Published on 2014-10-16

Q3 saw the issuance of a raft of regulations related to finance and the financial services industries that impact foreign businesses in China.

Q3 saw the issuance of a raft of regulations related to finance and the financial services industries that impact foreign businesses in China. One of the highlights is the Notice on Issues Relating to Pilot Scheme of Reform of Administration of Foreign Currency Capital Settlement by Foreign Investment Enterprises in Certain Regions (Circular 36), issued by the State Administration of Foreign Exchange and effective August 4, 2014. Circular 36 liberalises foreign exchange regulations governing conversion and use of foreign currency registered capital by foreign-invested enterprises (FIEs) in 16 designated pilot areas located in special zones. Under Circular 36, FIEs in the 16 pilot areas can choose to freely convert and withdraw 100% of their paid-in foreign currency capital based on actual business needs. FIEs whose principal activity is investment can convert their registered capital in accordance with the actual investment scale. Capital of FIEs that has been converted into RMB can be transferred to the bank accounts of investee companies, provided that the investment is a bona fide investment and complies with the law. This liberalisation provides important financing flexibility for FIEs located in the pilot zones.

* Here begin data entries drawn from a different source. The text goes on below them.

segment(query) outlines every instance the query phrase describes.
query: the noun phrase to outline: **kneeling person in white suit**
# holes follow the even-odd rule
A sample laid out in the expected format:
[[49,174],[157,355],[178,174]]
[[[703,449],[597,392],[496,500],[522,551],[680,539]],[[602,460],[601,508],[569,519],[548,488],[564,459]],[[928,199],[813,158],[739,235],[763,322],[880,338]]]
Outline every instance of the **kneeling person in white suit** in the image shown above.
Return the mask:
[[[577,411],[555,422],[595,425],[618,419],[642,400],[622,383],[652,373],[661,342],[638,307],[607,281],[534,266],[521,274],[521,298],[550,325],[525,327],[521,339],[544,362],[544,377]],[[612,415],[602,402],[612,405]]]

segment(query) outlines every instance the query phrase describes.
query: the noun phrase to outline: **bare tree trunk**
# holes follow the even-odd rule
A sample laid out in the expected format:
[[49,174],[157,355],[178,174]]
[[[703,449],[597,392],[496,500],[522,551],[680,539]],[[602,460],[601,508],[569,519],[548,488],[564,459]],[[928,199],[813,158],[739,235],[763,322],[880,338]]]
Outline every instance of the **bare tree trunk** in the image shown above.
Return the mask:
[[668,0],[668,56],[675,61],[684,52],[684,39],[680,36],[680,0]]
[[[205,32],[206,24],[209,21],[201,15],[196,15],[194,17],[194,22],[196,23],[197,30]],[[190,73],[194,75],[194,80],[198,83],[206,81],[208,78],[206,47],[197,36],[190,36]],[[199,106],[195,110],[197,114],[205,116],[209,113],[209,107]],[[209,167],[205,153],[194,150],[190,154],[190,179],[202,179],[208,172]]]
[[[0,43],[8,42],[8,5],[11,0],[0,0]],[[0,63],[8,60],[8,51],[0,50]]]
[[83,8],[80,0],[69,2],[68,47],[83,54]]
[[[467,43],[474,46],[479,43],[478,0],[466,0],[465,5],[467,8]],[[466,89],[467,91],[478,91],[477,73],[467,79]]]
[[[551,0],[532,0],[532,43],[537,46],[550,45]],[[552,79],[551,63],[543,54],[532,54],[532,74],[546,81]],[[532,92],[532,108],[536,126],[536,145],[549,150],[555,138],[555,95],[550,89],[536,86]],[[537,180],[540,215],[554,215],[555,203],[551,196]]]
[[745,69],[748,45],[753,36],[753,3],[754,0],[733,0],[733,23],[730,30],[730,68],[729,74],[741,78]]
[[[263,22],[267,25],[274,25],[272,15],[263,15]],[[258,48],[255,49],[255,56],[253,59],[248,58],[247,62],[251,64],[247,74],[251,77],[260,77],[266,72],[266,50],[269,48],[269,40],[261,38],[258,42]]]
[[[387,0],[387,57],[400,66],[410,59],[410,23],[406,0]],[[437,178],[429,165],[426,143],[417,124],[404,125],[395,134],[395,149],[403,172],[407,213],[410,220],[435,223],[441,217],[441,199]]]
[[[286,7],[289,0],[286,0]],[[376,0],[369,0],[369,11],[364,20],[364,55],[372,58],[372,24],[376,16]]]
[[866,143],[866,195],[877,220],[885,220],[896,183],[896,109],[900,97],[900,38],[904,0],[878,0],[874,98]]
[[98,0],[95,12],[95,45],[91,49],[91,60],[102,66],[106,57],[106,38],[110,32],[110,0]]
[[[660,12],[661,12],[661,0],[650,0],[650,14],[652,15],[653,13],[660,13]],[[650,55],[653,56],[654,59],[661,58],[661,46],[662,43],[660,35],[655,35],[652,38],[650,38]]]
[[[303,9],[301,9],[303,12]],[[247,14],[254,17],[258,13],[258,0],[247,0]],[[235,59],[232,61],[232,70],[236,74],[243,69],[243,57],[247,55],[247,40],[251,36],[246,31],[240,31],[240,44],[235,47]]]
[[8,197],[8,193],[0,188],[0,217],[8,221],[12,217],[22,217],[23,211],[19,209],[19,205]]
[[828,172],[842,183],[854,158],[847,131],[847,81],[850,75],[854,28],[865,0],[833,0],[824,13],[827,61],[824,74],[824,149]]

The Implementation Measures on Administrative Licensing Items for Foreign Funded Banks (“CBRC Measures”) was promulgated by the China Banking Regulatory Commission on September 11, 2014 and reduce administrative licensing items for foreign-funded banks, simplify procedures for administrative licensing, and unify market access standards for both Chinese-funded and foreign-funded banks. The CBRC Measures also remove restrictions on foreign-funded banks regarding establishment of sub-branches (previously only one sub-branch per city was permitted) and remove minimum operating capital requirements for sub-branches. These welcome measures are important for the expansion of foreign bank business in China.

On the economic side the PBOC is sticking to prudent monetary policy for now. The monetary policy committee is pushing for a market-oriented interest rate reform and the RMB exchange rate formation reform to keep the exchange rate of the currency fundamentally stable at a reasonable and equilibrium level.

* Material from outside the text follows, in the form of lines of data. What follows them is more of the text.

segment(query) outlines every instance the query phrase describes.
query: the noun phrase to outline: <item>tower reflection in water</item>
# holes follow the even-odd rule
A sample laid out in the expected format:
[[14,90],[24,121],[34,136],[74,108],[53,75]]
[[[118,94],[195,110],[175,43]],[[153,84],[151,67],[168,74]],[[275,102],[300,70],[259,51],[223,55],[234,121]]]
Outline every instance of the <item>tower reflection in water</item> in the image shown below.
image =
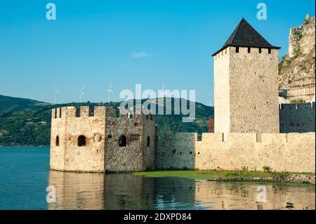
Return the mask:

Use of the RMB is continuing to gain ground globally and RMB activities are accelerating across European financial centres notably London that has established itself as the major RMB trading hub outside Asia. This also signals a big step forward in the continuing internationalisation of the currency. Payments worldwide using the RMB nearly tripled in value in the two years to August 2014.

The FSFG held its quarterly committee meeting on 11th September at the offices of Standard Chartered hosted by CFO Patrick Sullivan who has now relocated to the number 1 global financial centre. Again we would like to thank Patrick for all his support for the Chamber (and in particular the FSFG) over the years.

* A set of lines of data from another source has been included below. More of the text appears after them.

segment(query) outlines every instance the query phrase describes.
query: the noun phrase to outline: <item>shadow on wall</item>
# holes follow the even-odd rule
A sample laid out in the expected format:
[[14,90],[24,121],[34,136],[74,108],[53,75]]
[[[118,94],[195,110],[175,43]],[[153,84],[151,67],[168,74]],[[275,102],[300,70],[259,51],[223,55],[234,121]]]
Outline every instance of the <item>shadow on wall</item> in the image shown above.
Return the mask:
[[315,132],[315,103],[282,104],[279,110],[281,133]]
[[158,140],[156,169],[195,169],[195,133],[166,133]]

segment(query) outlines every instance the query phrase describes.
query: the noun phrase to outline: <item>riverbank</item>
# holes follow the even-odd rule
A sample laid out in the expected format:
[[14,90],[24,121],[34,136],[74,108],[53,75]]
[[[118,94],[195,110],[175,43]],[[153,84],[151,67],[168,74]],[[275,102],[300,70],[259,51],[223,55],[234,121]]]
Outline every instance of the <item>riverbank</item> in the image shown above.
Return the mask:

The FSFG has continued to provide a range of events for our membership. Following our summer event on inheritance tax that provided an overview of the UK IHT regime to cover domicile (who needs to pay IHT), thresholds (at what wealth level does IHT become payable) and allowances that was held at the Chamber offices, the third quarter began with an Economic Outlook provided by Peter Zhu –a senior Economist at HSBC. This event was well attended with more than 50 people turning up. Then in September we held a fascinating event to discuss the issues of Kidnap & Ransom with speakers from Control Risks and Willis Insurance Group. And finally our Bitcoin event is also ready for later this year where we will examine the significance of the cryptocurrency that we have all heard about and learn from a panel of experts how it is relevant to us and how it might shape the financial world of the future.